Vale ressaltar que a banda negou veementemente a idéia da sincronia. E mesmo com coincidência tão absurdamente precisa, há margem para uma indagação: por que a trupe mentiria? A conspiração é muito simples e ao contrário do que diz a mídia tacanha, Syd Barret – o fundador do Pink Floyd – não abandonou a carreira artística por enlouquecimento devido ao uso excessivo de drogas, mas sim pelos seus estudos em alquimia musical.

Especula-se que exista uma forte conspiração secreta entre os artistas. Uma espécie de seita ou maçonaria musical. O objetivo é muito claro, produzir a música perfeita. Mas antes de abordar esse assunto com maior ênfase, o leitor já deve estar se perguntando: e o Claudinho e Buchecha, em qual ponto se relacionam em toda essa história? Primeiro é imprescindível se traçar um histórico. Cláudio Rodrigues de Mattos – o Claudinho – começou a cantar com seu amigo, Claucirlei Jovêncio de Souza – o famoso Buchecha – quando ainda eram auxiliares de pedreiro, no subúrbio do Rio de Janeiro. A dupla Claudinho e Buchecha só surgiu oficialmente em 1992 e dizem as más línguas que eram os artistas mais desafinados de todo o cenário musical brasileiro e quem sabe até mundial.Para o espanto dessas mesmas línguas, três anos mais tarde a dupla ganhava um festival com o “Rap do Salgueiro”, uma gravação patrocinada por um grupo de baile funk carioca.

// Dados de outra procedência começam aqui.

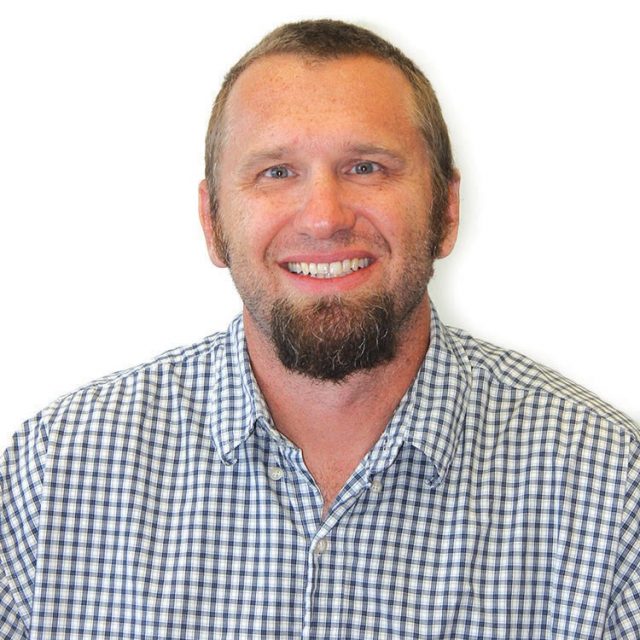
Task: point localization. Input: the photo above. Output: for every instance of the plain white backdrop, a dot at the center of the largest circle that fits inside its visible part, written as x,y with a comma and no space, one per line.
103,113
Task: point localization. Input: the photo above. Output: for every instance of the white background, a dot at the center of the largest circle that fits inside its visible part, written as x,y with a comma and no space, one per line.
103,113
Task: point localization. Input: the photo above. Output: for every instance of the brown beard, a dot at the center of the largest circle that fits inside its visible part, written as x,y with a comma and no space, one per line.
331,338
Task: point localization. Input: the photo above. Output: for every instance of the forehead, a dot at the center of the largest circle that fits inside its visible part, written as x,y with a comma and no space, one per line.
320,91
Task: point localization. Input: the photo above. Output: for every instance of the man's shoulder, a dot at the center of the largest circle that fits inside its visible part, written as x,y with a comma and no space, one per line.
508,370
185,371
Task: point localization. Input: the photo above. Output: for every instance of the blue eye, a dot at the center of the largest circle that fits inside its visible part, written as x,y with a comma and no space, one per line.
364,168
278,172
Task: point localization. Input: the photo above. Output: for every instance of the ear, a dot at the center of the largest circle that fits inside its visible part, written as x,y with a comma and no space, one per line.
451,217
208,225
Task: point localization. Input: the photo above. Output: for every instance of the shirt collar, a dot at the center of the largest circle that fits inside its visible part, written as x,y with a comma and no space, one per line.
429,417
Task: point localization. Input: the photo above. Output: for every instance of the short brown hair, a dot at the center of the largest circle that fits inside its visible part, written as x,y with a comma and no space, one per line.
333,39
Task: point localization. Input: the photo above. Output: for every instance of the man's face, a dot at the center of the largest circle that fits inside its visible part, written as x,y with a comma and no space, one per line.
324,206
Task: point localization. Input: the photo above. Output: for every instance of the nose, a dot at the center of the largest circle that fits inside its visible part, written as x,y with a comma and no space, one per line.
324,211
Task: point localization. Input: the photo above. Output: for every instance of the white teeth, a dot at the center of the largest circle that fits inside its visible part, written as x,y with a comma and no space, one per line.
336,269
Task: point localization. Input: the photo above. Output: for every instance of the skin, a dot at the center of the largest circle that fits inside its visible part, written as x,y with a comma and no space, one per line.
323,161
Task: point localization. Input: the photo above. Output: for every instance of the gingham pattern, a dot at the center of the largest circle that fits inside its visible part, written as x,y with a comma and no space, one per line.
501,502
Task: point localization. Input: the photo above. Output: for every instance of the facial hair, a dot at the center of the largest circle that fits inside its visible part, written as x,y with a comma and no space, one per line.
333,337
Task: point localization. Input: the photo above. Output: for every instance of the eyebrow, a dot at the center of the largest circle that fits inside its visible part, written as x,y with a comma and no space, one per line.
278,154
266,156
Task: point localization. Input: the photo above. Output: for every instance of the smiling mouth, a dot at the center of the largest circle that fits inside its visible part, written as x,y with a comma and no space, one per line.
337,269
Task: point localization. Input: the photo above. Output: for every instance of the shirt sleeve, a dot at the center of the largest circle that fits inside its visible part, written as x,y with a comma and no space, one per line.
624,614
21,473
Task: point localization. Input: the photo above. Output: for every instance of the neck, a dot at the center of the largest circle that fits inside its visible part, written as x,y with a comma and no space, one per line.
336,424
308,410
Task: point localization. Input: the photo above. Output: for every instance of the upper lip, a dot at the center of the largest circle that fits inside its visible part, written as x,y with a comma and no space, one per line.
336,256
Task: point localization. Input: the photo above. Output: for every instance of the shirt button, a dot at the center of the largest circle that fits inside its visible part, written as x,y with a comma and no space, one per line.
321,546
275,473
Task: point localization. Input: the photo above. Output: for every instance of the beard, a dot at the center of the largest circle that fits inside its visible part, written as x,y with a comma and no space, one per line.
333,337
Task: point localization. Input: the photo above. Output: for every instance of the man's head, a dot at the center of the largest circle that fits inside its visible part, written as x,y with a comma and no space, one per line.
327,151
330,40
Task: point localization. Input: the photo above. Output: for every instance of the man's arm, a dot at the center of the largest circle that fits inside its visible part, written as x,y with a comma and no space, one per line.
21,473
624,614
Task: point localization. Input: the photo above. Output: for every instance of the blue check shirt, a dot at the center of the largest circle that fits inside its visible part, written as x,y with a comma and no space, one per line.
502,501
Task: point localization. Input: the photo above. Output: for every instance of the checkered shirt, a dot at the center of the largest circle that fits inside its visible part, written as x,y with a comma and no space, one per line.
502,501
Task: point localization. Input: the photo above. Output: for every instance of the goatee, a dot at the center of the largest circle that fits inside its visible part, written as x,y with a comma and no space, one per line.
331,338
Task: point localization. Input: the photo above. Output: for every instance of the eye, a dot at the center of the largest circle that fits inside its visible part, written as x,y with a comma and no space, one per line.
364,168
278,172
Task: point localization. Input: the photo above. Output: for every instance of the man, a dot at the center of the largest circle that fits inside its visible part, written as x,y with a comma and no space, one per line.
339,464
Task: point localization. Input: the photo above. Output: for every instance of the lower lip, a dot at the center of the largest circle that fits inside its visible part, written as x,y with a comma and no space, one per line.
309,284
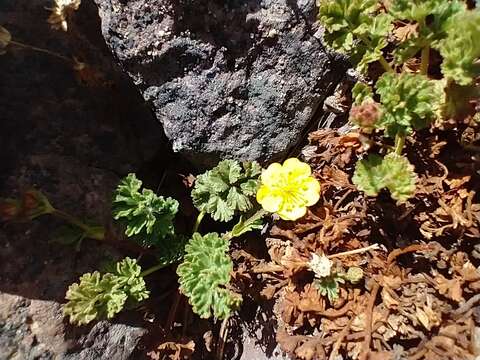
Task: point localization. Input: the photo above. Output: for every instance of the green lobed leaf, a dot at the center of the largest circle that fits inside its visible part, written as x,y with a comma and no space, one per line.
147,217
355,28
409,101
361,92
226,189
329,286
460,49
99,296
432,17
205,274
393,172
245,225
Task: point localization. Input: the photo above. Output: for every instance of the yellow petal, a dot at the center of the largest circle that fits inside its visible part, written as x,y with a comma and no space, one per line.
292,213
310,191
268,199
271,175
296,168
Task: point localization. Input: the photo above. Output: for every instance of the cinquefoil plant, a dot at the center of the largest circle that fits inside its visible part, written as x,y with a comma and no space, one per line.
227,189
403,103
204,276
99,296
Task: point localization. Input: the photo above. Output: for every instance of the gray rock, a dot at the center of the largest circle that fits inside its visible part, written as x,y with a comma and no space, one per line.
72,141
232,78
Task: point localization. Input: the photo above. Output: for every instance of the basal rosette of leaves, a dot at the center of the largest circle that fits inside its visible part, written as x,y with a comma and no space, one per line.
288,189
147,217
430,18
393,172
205,274
408,102
99,296
460,49
355,28
227,189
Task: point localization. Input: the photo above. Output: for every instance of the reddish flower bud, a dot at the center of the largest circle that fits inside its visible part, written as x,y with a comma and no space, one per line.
365,115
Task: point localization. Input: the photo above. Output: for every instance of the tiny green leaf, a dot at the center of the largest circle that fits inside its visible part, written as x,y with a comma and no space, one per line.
393,172
246,225
329,286
460,49
205,274
361,92
99,296
355,28
147,217
226,189
409,101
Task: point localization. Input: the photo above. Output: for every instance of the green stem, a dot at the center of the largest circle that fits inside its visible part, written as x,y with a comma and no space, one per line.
198,221
91,232
45,51
425,60
386,66
152,270
399,143
258,215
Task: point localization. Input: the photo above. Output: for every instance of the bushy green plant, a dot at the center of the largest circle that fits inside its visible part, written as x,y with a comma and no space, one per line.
227,189
98,296
406,102
205,274
146,216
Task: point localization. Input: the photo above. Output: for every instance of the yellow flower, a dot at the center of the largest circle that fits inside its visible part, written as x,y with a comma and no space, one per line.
60,13
288,189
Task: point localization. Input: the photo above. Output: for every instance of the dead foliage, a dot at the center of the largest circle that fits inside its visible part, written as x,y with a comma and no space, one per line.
417,298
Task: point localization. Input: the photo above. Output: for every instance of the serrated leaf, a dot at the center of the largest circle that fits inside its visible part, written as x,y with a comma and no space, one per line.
147,217
329,286
204,275
439,13
99,296
369,175
393,172
226,189
409,101
361,92
460,49
355,28
245,225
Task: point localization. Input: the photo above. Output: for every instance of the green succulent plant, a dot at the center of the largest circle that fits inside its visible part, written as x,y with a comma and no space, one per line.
205,274
227,189
147,217
100,296
393,172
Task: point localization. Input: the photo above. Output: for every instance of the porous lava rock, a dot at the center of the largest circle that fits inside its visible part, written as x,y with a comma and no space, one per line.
226,78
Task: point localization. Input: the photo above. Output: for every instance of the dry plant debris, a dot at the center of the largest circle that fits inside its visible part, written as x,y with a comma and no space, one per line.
417,298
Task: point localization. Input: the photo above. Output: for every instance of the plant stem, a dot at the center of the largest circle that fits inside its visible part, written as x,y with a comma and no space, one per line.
152,270
45,51
89,230
258,215
385,64
222,339
425,60
198,221
399,143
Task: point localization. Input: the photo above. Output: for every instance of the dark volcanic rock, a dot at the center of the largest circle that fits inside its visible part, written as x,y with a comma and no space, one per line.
232,78
72,140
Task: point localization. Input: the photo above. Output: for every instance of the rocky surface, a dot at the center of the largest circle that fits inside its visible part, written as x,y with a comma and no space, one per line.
236,78
71,136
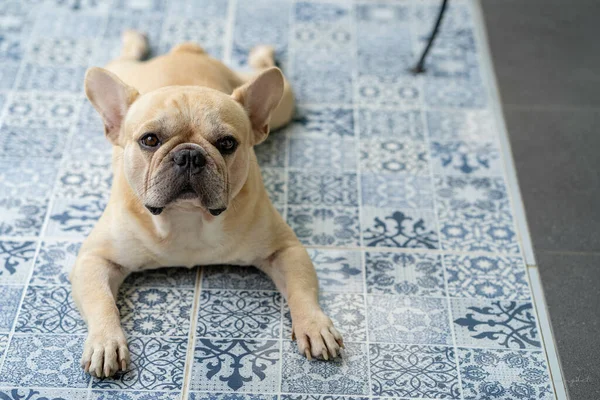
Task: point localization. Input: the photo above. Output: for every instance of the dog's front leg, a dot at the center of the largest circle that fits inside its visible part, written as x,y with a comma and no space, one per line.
294,274
96,282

O passo seguinte foi conquistar as rádios, com o estouro do hit “Conquista”. O primeiro disco da dupla, intitulado “A Forma” (1997) alcançou a impressionante marca de um milhão de cópias vendidas, sem esquecer também o prêmio de revelação no VMB (Vídeo Music Brasil) da MTV.

O sucesso de Claudinho e Buchecha estava garantido a prevalecer por muito tempo, até padecerem sob uma armadilha do destino. Na época que completaria 27 anos, Claudinho foi vítima de um acidente de carro, na Rodovia Presidente Dutra, em uma manhã de sábado no dia 13 de julho de 2002. Quando faleceu, o músico voltava de um show em Lorena (SP) para o Rio de Janeiro. Mas, mesmo com esse trágico fim, algo ainda não faz sentido. Como dois homens, aparentemente malucos, que dançavam do jeito mais esquisito possível e cantavam um refrão do calibre “sabe, tu-ru-ru-ru, tô louco pra tiver, oh iééésss”, conseguiram alcançar fama e o píncaro da glória no país? A não ser que estivessem em busca constante da canção perfeita, a Alquimia Musical.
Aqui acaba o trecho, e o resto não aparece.